- Tana Mongeau beat out big creators like MrBeast and David Dobrik for the honor of “Creator of the Year” at this year’s Streamy Awards.
- Some, including YouTubers Peter Monn and Ethan Klien. were upset by the news and suggested that others were more deserving.
- Others noted that the category is fan-voted and slammed critics for trying to discredit her win.
2019 Creator of the Year
YouTuber Tana Mongeau took home the coveted “Creator of the Year” award at Friday night’s Streamy’s ceremony to the surprise of many internet users and even Mongeau herself.
The massive internet stars Mongeau beat out for the honor included Colins Key, David Dobrik, Emma Chamberlain, Lilly Singh, Loren Gray, MrBeast, Ninja, Safiya Nygaard, and Simply Nailogical.
“I don’t want to make a big deal out of this but it is not, it is not Davik Dobrik,” fellow YouTuber Casey Neistat said before announcing the winner.
“I’m sorry David, but you’ve won like every award tonight. It’s only fair,” Neitstat said to Dobrik, who had already picked up three Streamys for best First Person, Ensemble Cast (The Vlog Squad), and Collaboration (for a video with Kylie Jenner.)
“Give it to Tana,” Dobrik said before Neitstant confirmed that she was indeed the winner.
Mongeau seemed completely shocked by the news. “I don’t feel like ‘Creator of the Year.’ I’ve never felt like ‘Creator of the Year.’ I feel like the misfit, the outcast, the fuck up. All of those things,” she said during her acceptance speech.
Just one year ago, Mongeau accepted the honor on behalf of Shane Dawson, who received widespread praise for his multi-part docuseries “The Truth About Tanacon,” Mongeau’s failed convention that hoped to rival Vidcon.
“I think we can all agree this is the only time I’ll ever be holding a ‘Creator of the Year’ award,” she said at last year’s ceremony.
Mongeau used this year’s full circle moment to thank Dawson. “I really just want to say thank you to the only people who saved my life and got me here and that is my fans and Shane Dawson.”

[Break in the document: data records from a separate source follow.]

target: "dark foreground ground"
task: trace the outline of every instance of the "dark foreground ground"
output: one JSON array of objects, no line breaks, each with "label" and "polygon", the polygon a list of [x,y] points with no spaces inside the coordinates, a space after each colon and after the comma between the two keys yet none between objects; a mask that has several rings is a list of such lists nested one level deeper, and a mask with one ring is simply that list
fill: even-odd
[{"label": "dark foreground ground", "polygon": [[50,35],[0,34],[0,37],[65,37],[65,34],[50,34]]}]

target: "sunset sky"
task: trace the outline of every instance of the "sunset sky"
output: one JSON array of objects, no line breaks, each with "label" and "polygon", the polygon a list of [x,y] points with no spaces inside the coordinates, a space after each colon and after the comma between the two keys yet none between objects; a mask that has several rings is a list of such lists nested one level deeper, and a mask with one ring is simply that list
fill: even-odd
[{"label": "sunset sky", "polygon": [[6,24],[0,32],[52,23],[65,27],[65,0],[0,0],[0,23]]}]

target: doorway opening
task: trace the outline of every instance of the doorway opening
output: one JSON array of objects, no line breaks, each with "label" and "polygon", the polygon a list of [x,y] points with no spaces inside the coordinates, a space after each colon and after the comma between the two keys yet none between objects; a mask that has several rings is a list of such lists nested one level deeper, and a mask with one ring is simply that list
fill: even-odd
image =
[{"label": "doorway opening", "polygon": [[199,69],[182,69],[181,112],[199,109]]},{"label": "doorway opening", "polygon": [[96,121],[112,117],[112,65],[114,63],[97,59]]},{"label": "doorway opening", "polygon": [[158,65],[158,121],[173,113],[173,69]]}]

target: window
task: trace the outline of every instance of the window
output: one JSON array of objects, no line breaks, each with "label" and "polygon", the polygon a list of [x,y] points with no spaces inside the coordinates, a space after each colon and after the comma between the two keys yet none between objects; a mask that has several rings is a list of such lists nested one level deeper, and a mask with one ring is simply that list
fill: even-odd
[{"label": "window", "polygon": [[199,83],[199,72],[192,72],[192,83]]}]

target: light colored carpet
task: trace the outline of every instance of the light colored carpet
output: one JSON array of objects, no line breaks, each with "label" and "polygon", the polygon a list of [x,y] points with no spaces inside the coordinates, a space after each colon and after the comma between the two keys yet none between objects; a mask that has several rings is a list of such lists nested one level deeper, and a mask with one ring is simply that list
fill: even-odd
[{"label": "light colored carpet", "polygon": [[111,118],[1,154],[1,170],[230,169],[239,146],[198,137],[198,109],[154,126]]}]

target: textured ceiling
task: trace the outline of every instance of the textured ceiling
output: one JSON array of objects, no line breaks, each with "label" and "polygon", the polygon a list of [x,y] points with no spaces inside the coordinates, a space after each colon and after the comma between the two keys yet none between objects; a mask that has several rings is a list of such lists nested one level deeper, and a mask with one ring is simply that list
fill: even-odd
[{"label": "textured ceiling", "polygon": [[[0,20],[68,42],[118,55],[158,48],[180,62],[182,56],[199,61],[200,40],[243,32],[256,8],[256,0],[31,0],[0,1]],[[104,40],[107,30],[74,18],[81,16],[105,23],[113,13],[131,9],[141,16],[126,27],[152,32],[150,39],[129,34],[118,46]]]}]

“I never thought this would happen,” she added. “Here’s to all the people who don’t feel like ‘Creator of the Year,” she said while raising her Streamy in the air.
Though Mongeau was met with cheers and applause at the ceremony, many internet users appeared to be upset by the news.
While some were surprised that Dobrik did not take home the award, others felt the Streamy should have gone to MrBeast, who has recently made headlines for his massive campaign to plant 20 million trees around the globe.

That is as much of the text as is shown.